O POÉTA É O VENTO


O POÉTA É O VENTO

O vento vinha ventando pelos caminhos do mundo. Espiava sobre os telhados, sobre velas de jangadas. Cantava pelas esquinas, ventava pelas estradas.
O vento perdeu o rumo numa noite sem luar e dormiu feito criança sonhando com o seu ventar. Acordou na madrugada ouvindo um galo a cantar e La no alto do monte o vento ficou espiando a cidade despertar. Viu o povo batalhando na procura do melhor, professor professorando, pedreiro a pedreijar. O pastor pastoreando, a criança a estudar. O rio sereno buscando as águas azuis do mar. E o vento encantado, com tudo o que ele via, da cidade enamorado, pelas esquinas corria.
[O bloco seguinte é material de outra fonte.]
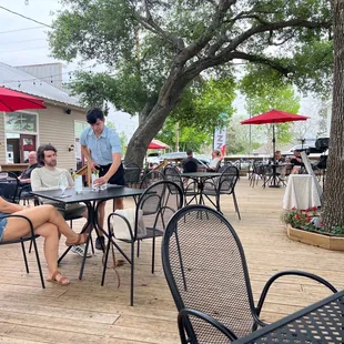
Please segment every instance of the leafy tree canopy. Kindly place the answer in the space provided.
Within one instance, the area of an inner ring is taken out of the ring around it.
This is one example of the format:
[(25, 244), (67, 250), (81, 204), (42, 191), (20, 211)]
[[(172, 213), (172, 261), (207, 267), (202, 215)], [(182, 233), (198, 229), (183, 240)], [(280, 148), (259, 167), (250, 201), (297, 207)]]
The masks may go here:
[[(282, 82), (273, 71), (270, 74), (257, 74), (257, 79), (252, 80), (252, 74), (247, 74), (242, 80), (242, 90), (245, 92), (247, 104), (246, 110), (252, 115), (270, 111), (272, 109), (285, 112), (297, 113), (300, 110), (300, 97), (295, 95), (294, 88), (287, 82)], [(256, 82), (256, 87), (252, 83)], [(260, 87), (257, 87), (260, 85)], [(276, 142), (289, 143), (293, 139), (291, 131), (292, 122), (275, 125)], [(254, 131), (261, 133), (261, 140), (272, 140), (272, 124), (254, 125)]]
[[(204, 78), (204, 71), (233, 79), (241, 61), (275, 70), (304, 87), (321, 88), (317, 81), (307, 82), (316, 75), (322, 75), (322, 83), (328, 80), (332, 10), (327, 0), (63, 3), (65, 10), (50, 33), (52, 54), (67, 61), (95, 60), (109, 68), (117, 81), (114, 104), (124, 108), (132, 102), (139, 109), (140, 125), (128, 146), (128, 155), (139, 163), (184, 90), (195, 87), (193, 81)], [(120, 97), (125, 91), (133, 97)]]

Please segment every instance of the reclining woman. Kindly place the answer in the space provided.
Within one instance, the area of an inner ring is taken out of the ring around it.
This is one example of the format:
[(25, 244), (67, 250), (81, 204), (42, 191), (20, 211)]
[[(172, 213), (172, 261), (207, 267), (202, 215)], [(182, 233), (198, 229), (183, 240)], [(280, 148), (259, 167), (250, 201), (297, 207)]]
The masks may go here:
[(1, 219), (1, 216), (8, 214), (27, 216), (32, 222), (34, 233), (44, 237), (44, 256), (49, 270), (47, 281), (60, 285), (70, 284), (70, 281), (58, 271), (60, 234), (67, 237), (67, 246), (85, 243), (88, 234), (74, 233), (62, 215), (50, 204), (23, 208), (16, 203), (9, 203), (0, 198), (0, 241), (18, 240), (30, 235), (30, 224), (26, 219)]

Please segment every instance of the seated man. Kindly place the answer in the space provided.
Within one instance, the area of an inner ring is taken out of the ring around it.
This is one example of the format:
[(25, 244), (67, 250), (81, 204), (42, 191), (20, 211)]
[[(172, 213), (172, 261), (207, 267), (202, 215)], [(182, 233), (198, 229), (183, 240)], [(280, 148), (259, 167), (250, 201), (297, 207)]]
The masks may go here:
[(18, 176), (21, 183), (30, 183), (31, 172), (39, 168), (37, 162), (37, 153), (34, 151), (29, 152), (29, 166)]
[(276, 163), (283, 163), (284, 162), (284, 158), (282, 156), (281, 151), (275, 151), (275, 162)]
[(192, 150), (186, 151), (188, 158), (182, 161), (183, 172), (198, 172), (199, 161), (193, 158)]
[[(59, 178), (61, 174), (67, 176), (69, 188), (74, 186), (71, 174), (65, 169), (57, 168), (57, 149), (51, 144), (43, 144), (37, 151), (38, 162), (42, 165), (34, 169), (31, 173), (31, 188), (33, 191), (57, 190), (59, 189)], [(44, 204), (52, 204), (64, 219), (75, 219), (78, 216), (88, 217), (87, 206), (82, 204), (63, 204), (50, 200), (42, 200)], [(83, 256), (84, 244), (75, 245), (72, 252)]]
[(291, 174), (299, 174), (301, 166), (303, 166), (302, 158), (301, 158), (301, 152), (295, 150), (293, 152), (294, 156), (291, 159), (291, 164), (293, 164), (293, 169)]
[(222, 156), (219, 150), (212, 152), (212, 160), (210, 161), (206, 171), (216, 172), (219, 170)]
Viu a velha na janela olhando o fim da rua. Ouviu riso de menina, ouviu prantos e canções. Viu na mesa de quem come o que no prato restou, viu mendigo mendigando que com fome despertou.
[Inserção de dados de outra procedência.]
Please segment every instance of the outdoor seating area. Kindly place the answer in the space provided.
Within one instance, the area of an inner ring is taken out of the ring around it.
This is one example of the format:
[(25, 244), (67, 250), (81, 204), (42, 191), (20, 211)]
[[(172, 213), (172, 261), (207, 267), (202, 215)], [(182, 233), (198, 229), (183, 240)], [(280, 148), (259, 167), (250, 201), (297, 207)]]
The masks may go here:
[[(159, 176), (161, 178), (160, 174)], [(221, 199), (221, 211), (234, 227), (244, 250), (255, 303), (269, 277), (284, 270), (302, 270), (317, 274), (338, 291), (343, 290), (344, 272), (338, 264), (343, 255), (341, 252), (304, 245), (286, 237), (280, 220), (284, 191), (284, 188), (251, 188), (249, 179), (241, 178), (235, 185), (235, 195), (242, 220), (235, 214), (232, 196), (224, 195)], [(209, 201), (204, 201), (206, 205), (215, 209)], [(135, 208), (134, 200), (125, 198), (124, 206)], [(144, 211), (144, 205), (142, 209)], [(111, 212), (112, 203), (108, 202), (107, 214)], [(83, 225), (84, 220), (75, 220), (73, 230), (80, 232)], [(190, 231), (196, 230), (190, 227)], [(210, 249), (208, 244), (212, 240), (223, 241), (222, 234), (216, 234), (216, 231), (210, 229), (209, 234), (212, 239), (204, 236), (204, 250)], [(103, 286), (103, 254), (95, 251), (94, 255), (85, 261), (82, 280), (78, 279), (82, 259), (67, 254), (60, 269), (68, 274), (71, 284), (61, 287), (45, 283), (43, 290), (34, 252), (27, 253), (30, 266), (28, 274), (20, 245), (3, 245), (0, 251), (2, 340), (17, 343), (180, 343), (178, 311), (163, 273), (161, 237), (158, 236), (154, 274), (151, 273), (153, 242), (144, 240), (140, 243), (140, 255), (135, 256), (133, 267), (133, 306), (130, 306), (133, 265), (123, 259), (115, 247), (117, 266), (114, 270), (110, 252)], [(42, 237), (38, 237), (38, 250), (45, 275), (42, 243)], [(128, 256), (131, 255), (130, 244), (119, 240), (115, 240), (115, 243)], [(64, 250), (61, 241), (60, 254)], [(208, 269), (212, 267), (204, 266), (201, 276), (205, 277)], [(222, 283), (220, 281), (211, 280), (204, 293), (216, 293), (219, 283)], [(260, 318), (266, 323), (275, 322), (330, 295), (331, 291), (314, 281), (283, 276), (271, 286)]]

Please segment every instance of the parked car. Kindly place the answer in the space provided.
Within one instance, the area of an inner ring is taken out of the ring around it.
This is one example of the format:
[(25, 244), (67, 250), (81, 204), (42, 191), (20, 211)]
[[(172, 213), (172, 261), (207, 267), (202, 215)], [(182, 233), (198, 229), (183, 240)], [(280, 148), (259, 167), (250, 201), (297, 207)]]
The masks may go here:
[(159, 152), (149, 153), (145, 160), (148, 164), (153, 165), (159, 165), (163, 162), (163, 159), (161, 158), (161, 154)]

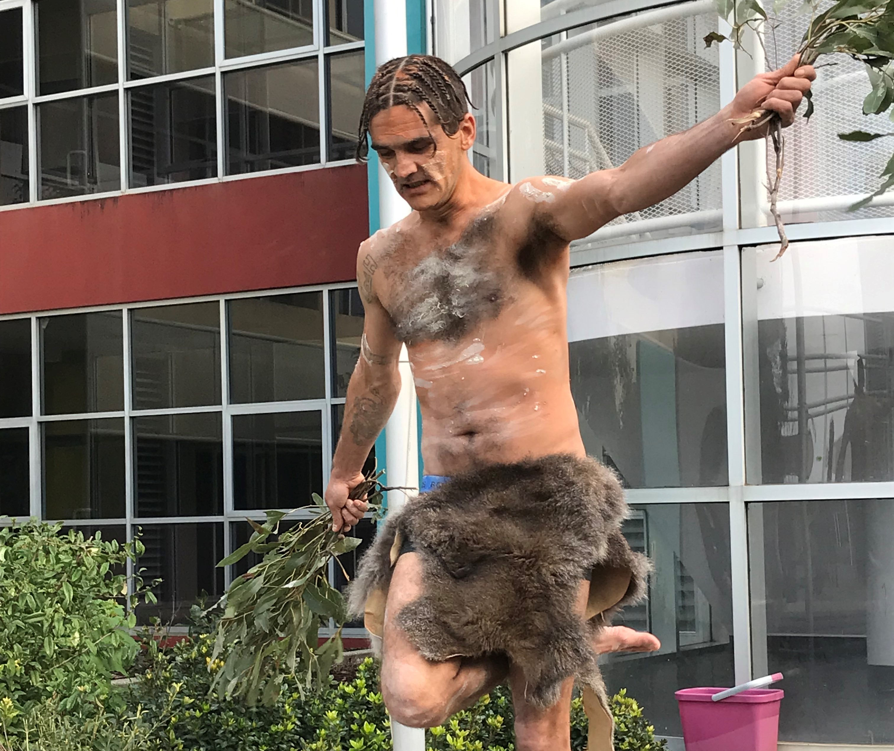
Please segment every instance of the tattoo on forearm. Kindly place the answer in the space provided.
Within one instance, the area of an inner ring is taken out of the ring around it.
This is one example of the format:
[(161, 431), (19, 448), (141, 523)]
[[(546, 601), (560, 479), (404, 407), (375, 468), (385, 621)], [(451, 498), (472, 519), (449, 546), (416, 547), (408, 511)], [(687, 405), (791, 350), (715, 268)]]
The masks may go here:
[(366, 300), (373, 299), (373, 274), (379, 265), (375, 262), (372, 253), (363, 259), (363, 279), (360, 282), (360, 289), (364, 292)]
[(390, 358), (385, 357), (384, 355), (377, 355), (369, 348), (369, 342), (367, 341), (366, 333), (360, 337), (360, 354), (370, 365), (388, 365), (388, 363), (391, 362)]
[(362, 446), (375, 441), (388, 417), (388, 405), (382, 395), (373, 389), (368, 395), (357, 397), (352, 407), (350, 430), (354, 443)]

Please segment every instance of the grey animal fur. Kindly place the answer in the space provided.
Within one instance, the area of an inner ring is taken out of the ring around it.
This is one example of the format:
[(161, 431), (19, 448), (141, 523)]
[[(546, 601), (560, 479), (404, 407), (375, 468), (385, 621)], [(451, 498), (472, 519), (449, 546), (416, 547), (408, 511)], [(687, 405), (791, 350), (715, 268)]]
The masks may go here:
[[(569, 676), (603, 698), (592, 647), (618, 608), (645, 594), (648, 560), (620, 532), (628, 507), (614, 474), (593, 460), (557, 454), (492, 464), (457, 476), (392, 513), (362, 558), (349, 609), (387, 590), (398, 530), (420, 554), (426, 593), (398, 623), (427, 659), (505, 654), (538, 706), (559, 699)], [(597, 565), (633, 572), (623, 600), (584, 621), (581, 578)]]

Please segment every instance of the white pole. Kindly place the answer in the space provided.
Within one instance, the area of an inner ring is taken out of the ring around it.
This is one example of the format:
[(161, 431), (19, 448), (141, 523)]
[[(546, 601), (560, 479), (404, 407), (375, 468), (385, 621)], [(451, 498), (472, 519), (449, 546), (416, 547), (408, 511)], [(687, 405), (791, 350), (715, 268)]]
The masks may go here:
[[(375, 0), (375, 64), (381, 65), (407, 54), (407, 4), (404, 0)], [(409, 213), (409, 207), (398, 195), (391, 179), (379, 165), (379, 224), (390, 227)], [(401, 393), (394, 411), (385, 426), (385, 467), (388, 485), (419, 486), (416, 387), (409, 368), (407, 348), (401, 349)], [(388, 494), (388, 507), (400, 509), (412, 492), (393, 490)], [(407, 728), (392, 720), (394, 751), (425, 751), (426, 731)]]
Viu amor e abandono. Viu tristeza e solidão, viu o pobre e o rico, viu o doente e viu o são. Viu pessoas trabalhando em diversa profissão. O amor abrindo portas, ódio fechando em prisão. Viu um dedo apontando a beleza e a podridão. Muita gente se encontrando, outros perdendo a razão. Viu olhares de incertezas, viu desprezo e safadeza em quem nunca se amou. Viu orgulho, viu pobreza, viu bondade e viu horror. Viu maldade gratuita, coração enganador, viu gentinha se achando ser de tudo o senhor. Viu sonhos desencantados, ouviu gritos de agonia. Amantes desesperados vivendo de fantasias.
O vento quedou-se mudo. Só ventar é o que sabia. O vento nunca pensou que essa cidade existia. Soprou no banco da praça uma brisa de alegria e os casais de namorados o seu beijo ali sentiam. Soprou no adro da igreja e o rezador se benzia. Soprou no supermercado, nos bares e padarias, no varejo e no atacado, na porta do cemitério. Soprou por todos os lados, soprou por sobre mistérios.
Na cidade já desperta, o povo se perguntava:- Que será que acontecia que o vento tanto ventava?
O vento sabia tudo, tudo o que se passava. Corria de casa em casa e a tudo espiava. Passou pelos gabinetes dos mandantes do local. Ouviu risos e palpites, viu o bem e viu o mal. Leu na banca de revistas as notícias no jornal. Viu ladrão e viu polícia, viu os barcos no canal...

O vento ventou mansinho, pois de tudo ele entendia, em sua vida de vento ventava todos os dias. Afastou-se da cidade, sobre a montanha dançou e depois seguiu ventando e de tristeza... Chorou!